Human or user-centred design is a methodology that focuses on gaining a deeper understanding of an end user. It aims to make the resources we all need more usable, desirable, and effective, where you develop your digital product around your user’s requirements, objectives, and feedback.
2) How do you design for multiple users, such as healthcare professionals and patients?
If we don’t think of the full spectrum of users in the healthtech product cycle, and work with them to make the tech as effective as possible, our products are simply not fit for purpose.
For healthtech, we immediately put the patient in the frame when we think of the end user, and that any new product or service must be designed with the patient front of mind. This much is certainly true, but we as technology developers and providers must also think about the needs and requirements of the clinical teams who will also be using this tech.
The relationship between a technology provider and a clinician should be intrinsically linked if you are to create technology that will have a lasting, positive impact on patient outcomes.
3) Can you tell us more about your Flagship Practices and how these have helped you focus more on user-centred design?

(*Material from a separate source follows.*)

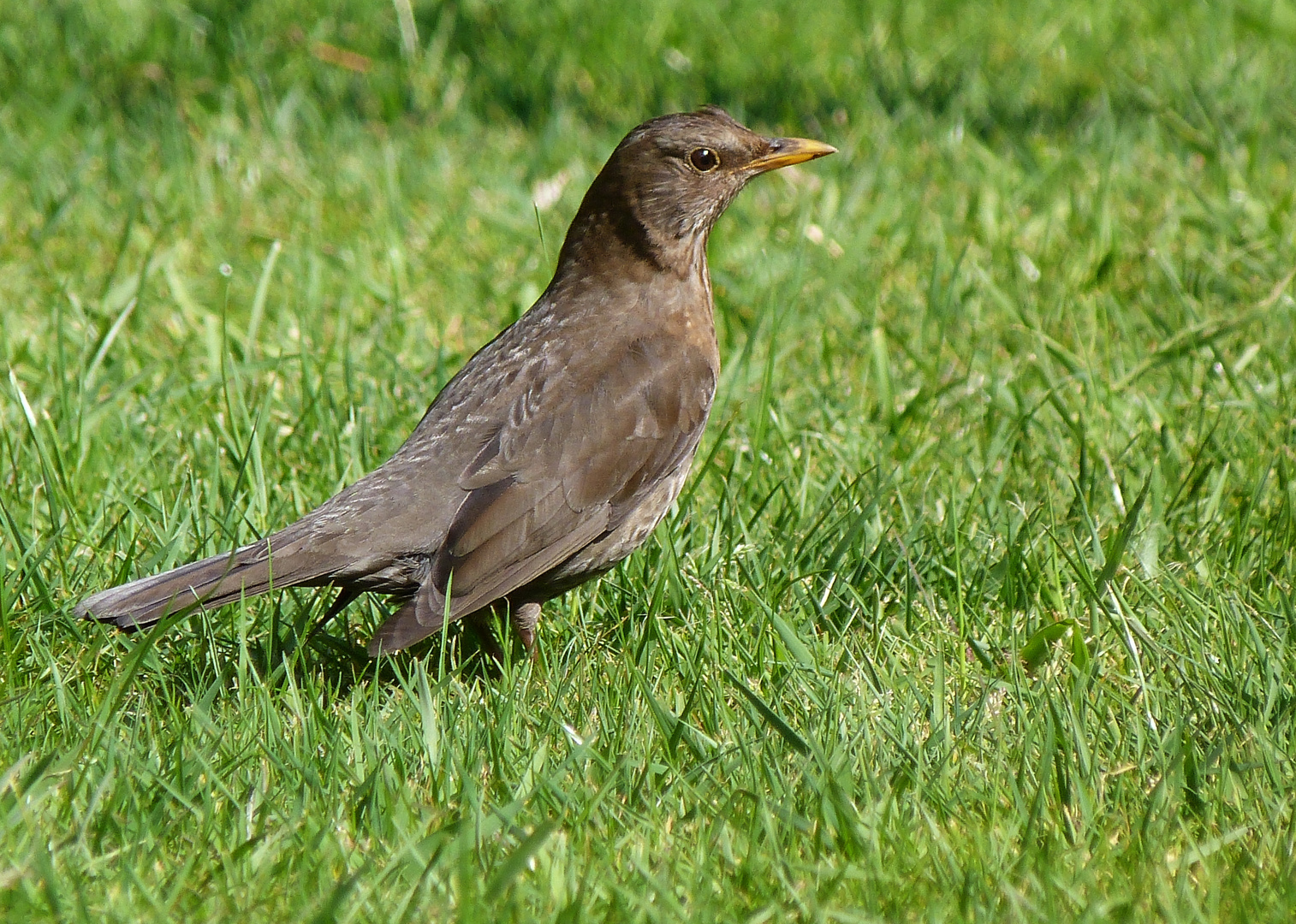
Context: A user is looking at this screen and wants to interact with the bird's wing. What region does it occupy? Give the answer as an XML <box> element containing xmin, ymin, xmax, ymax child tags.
<box><xmin>380</xmin><ymin>335</ymin><xmax>716</xmax><ymax>650</ymax></box>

We’ve made a concerted pivot towards user-centred design in recent years, particularly with Desktop GP, our messaging toolbar that helps GPs engage with patients without leaving the clinical system. By working closely with our Flagship Practices, we test and develop new features and functionality regularly.
We also work with our Flagship Practices to observe how they are using our products and any new functionality we’ve created. One of the benefits of being in the Flagship Programme is having the opportunity to almost co-design our services, shaping them with us by giving us the benefit of one’s user experience in a structured feedback process. This gives us an invaluable first-hand understanding of how our solutions are working in the environment it was designed for.
4) How do you put the feedback collated from the Flagships into practice?
We go on to create a list of priorities for further development and refinement – our roadmap for product development.
There is a continual back and forth between us and our Flagships – as it should be in any truly user-centred design and build process. Does this mean the development and roll-out is a slower process? Yes. But do we ultimately get a better output? Definitely. This attitude is deep within our culture and runs through everything we create, and it also cultivates fantastic relationships with the Flagship Practices and gives us a real kinship with their working cultures.
5) Finally, how important is it to have GPs as co-designers of new and evolving health tech?
We work with a wide range of GPs, all of whom have different experiences and varying needs, yet share similar challenges within their practices. They are all at very different stages of their digital transformation plans. Having this broad batch of users as a testbed means that we get a wide view of the sector and its ever-evolving needs.
We’ve found that getting clinical buy-in for technology isn’t difficult, if you go the extra mile in listening, observing, and responding, which is something we will always do, as we continue to support our healthcare providers through best of breed technology.